Media execs, pundits and professors offered up predictions that the market would solve everything, cautious optimism about new nonprofit news experiments, and controversial proposals for taxing advertisements or small electronics in order to fund more public media. Faced with vitriol for even daring to consider such suggestions, FTC staff and commissioners quickly issued disclaimers that they had committed to nothing more binding than producing a related report.
Releasing yet another analysis of the problems at hand would be a missed opportunity. Like the Federal Communications Commission, which mounted its own wide-ranging Future of Media inquiry this spring, the FTC is facing an unprecedented creative challenge: to devise interlocking policy recommendations that will not only support new business models for commercial media producers, but offer incentives to the myriad civic entrepreneurs building digital media tools to help Americans participate in public life. Crafting such policies is not a job for just one agency, or even one administration. But, over time, multiple decisions at national, state and local levels have the potential to cumulatively reshape the country's media system for a networked age.

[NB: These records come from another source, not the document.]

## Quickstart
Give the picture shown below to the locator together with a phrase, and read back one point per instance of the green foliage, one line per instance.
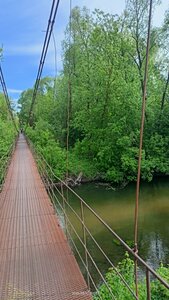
(104, 74)
(126, 269)
(7, 130)
(45, 144)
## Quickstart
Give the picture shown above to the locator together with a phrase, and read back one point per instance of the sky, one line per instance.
(22, 32)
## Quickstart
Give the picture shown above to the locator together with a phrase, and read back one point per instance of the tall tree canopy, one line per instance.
(102, 79)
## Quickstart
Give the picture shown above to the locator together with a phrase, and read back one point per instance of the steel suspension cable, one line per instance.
(51, 21)
(69, 93)
(141, 140)
(2, 80)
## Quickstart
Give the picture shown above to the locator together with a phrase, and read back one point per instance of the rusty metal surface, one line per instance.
(36, 262)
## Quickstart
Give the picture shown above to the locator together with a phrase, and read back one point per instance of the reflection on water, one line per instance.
(117, 209)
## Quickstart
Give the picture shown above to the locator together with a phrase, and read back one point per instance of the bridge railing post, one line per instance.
(148, 284)
(85, 243)
(64, 211)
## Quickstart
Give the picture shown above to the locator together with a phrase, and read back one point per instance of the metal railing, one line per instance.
(59, 193)
(5, 161)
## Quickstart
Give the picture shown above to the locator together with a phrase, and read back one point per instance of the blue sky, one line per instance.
(22, 26)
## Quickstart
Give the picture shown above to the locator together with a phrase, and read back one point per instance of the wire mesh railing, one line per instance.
(83, 239)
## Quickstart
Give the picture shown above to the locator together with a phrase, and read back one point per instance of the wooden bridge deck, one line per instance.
(36, 262)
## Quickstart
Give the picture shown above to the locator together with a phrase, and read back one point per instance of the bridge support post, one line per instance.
(85, 243)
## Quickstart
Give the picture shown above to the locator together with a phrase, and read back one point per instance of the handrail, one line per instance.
(53, 185)
(5, 160)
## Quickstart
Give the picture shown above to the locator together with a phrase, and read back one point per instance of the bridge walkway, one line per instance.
(36, 262)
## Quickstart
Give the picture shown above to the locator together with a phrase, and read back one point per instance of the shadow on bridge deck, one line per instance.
(36, 261)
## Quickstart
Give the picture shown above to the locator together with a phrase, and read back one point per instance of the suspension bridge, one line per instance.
(36, 260)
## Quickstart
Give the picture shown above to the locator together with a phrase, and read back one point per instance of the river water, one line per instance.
(117, 209)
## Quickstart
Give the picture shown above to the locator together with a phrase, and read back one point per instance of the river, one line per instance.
(117, 209)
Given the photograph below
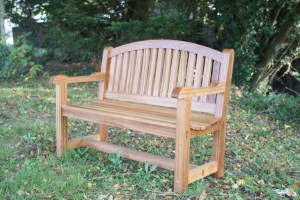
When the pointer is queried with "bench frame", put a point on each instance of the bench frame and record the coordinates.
(185, 173)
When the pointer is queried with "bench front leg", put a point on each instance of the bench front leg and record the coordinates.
(61, 121)
(219, 150)
(182, 152)
(102, 131)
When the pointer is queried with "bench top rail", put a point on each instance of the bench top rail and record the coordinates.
(148, 71)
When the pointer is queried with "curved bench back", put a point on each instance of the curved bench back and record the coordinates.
(147, 72)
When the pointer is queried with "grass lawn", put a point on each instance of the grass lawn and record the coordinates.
(262, 152)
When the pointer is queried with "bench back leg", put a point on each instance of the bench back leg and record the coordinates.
(102, 131)
(182, 152)
(61, 121)
(219, 150)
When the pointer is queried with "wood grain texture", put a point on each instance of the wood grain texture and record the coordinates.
(61, 121)
(158, 72)
(174, 71)
(139, 81)
(169, 44)
(97, 76)
(182, 151)
(105, 66)
(202, 171)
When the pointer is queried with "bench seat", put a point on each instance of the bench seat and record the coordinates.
(140, 117)
(168, 88)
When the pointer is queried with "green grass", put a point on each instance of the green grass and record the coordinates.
(262, 151)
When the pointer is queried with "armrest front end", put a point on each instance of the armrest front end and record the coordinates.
(97, 76)
(180, 93)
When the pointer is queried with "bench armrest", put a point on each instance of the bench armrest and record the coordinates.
(214, 88)
(97, 76)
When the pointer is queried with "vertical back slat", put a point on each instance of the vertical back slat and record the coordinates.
(190, 70)
(174, 71)
(112, 73)
(124, 72)
(137, 72)
(158, 73)
(214, 78)
(206, 76)
(145, 69)
(117, 73)
(198, 74)
(182, 68)
(105, 66)
(152, 71)
(166, 73)
(130, 71)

Creative policymaking involves taking a wider view by considering the interdependent evolution of complex systems rather than affirming the assumptions of entrenched incumbents. For example, while much of the “save the news” conversation has focused on ways to subsidize reporting—especially at the local level—this is only part of the picture. The 2009 Knight Commission report, Informing Communities: Sustaining Democracy in the Digital Age, provides a useful rubric of three linked functions that media policymakers should consider: making relevant and credible information available to all Americans; strengthening their capacity to acquire and share that information; and promoting engagement with information for civic purposes. Together, these offer a framework for building a new national media ecology.
Such a system would offer new prospects for supporting innovative individuals, noncommercial outlets, nonprofit organizations, and companies that value civic dividends as much or more than stock returns. Often these operate right at the cusp of commercial media’s “market failure”—cobbling together inventive collaborations and relying on government, foundation and individual support to provide information, tools and spaces for dialogue to users too poor, too remote, or too fractious to constitute a viable target for ad-driven journalism.
Emerging public media projects like One Economy and the Bay Area Video Coalition are pioneering hybrid media models, which combine content production by and for underserved audiences with both digital literacy training and social media engagement strategies. Within public broadcasting, projects like the Public Insight Network and StoryCorps offer new contexts for users to serve as experts, sources and creators. They challenge the assumptions underpinning legacy journalism orthodoxies: that only professional reporters can produce content that serves a civic purpose, and that users’ main purpose is to consume it.
Such projects also tap into what Clay Shirky’s latest book terms “cognitive surplus”—the unexpected but undeniable willingness of everyday citizens to offer their time and passion to making, sharing and commenting on media via participatory platforms. Shirky observes that while much of this energy is burnt off in seemingly trivial ways, it can also be directed toward powerful public ends. But, he notes, participatory civic media projects are hard work—requiring clear goals, rules for self-governance, new funding structures, and stewards to maintain or redirect projects when volunteer energy lags.
Here’s where the real mental stretch comes for policymakers: figuring out how to design media systems that structure, develop and reward these new capacities in both producers and users. “The opportunity before us, individually and collectively, is enormous,” writes Shirky. “What we do with it will be determined largely by how well we are able to imagine and reward public creativity, participation and sharing.”
That’s why the solution Dan Gillmor offered at the FTC hearing— that government’s main contribution to supporting journalism should be subsidizing access to high speed broadband—is necessary but not sufficient. Access is not enough. Journalism isn’t either. But by devising policies that support access, journalism and public engagement via new platforms, policymakers can begin to create the communications system our democracy needs.